Under the provisions of the Civil Practice Act it is emphasized that allowance of a motion to dismiss a suit without prejudice after trial, is discretionary with the Trial Court (Voegele v. Kidd, 18 Ill App2d 400, 152 NE2d 887). In that case the trial had proceeded for three days in open court before the voluntary dismissal was made on motion of the plaintiff. The motion in that case was not supported by an affidavit. We approved the granting of the motion to dismiss the suit on the basis of the fact that the record showed that the case had been tried for three days *258and plaintiff’s counsel at the close of defendant’s case and before any rebuttal evidence was offered, moved for leave to dismiss without prejudice and cited as a reason that one of the essential witnesses, a physician who had not been subpoenaed, was unable to testify at the time the motion was made although he had been available the previous afternoon, and the plaintiff could not proceed without the testimony of this witness who was essential to support the injury allegations. In that case plaintiff’s counsel offered to verify such grounds by affidavit if questioned. The attorney for defendant opposed the dismissal and stated that the witness had not even been subpoenaed and that the Court did not have the power to allow such dismissal under the provisions of the Section of the Practice Act we have referred to in the course of this opinion.

In that case we referred to the rather lucid statement made by the Trial Court in which the Court stated that voluntary dismissal after trial is begun is discretionary with the court rather than a matter of strict right; that except as to defendant’s time and expense, a dismissal, voluntary or otherwise, hurts only the plaintiff who insofar as that suit is concerned may not only lose his prospects of recovery but may be compelled to pay costs. The Court at that time had emphasized that, from the plaintiff’s standpoint, the interest of justice could require his doctor’s testimony, and that from defendant’s standpoint the only consideration was a matter of his time and expense.

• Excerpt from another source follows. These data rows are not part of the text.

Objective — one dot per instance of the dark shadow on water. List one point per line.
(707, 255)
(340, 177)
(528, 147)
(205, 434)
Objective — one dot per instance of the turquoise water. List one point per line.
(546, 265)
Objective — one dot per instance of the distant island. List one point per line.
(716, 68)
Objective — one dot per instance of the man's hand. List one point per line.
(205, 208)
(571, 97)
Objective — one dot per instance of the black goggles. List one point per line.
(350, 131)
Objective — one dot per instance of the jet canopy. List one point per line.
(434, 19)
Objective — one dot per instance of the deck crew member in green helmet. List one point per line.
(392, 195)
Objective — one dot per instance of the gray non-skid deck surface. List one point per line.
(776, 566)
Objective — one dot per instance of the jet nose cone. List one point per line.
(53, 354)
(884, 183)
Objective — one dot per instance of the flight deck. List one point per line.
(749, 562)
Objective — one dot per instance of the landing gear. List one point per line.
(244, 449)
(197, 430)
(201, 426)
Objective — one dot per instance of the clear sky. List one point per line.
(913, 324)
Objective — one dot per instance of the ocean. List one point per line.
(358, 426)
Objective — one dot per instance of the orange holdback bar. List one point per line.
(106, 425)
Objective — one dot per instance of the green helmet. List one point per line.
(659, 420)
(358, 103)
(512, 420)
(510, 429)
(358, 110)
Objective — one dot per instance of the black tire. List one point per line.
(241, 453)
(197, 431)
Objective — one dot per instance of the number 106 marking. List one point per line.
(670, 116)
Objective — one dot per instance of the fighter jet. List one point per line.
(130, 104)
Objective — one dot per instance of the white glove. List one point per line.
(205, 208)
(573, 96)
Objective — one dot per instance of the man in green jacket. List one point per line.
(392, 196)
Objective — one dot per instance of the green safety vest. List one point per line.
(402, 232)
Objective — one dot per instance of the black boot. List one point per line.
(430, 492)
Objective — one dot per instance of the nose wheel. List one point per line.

In the ease before us it becomes apparent that the factual inquiry as to whether defendant Donna "Wicks was driving, or whether the car was being driven by another person, was basic to a right to a recovery. To deny plaintiff the opportunity to make the other person a party defendant within the procedural rules would be inconsistent with enlightened procedure and the ends of justice. We do not interpret the Practice *259Act provision to be rigid in requiring that, in the course of trial, if factual matters develop, which, in the exercise of a reasonable discretion justify dismissal, that such factual elements constituting the “proof” referred to in the Act should be disregarded, and the Trial Court placed in the position of not acting seasonably simply because a formal technical affidavit form of confirmation of such facts was not then presented to the Court. The discretion vested in the Trial Court is broad and certainly includes the power to authorize a voluntary nonsuit or dismissal under a state of proof of the type apparent in the instant case. The order of the Circuit Court was proper and should be affirmed.

Affirmed.

SCHEINEMAN, P. J. and HOFFMAN, J., concur.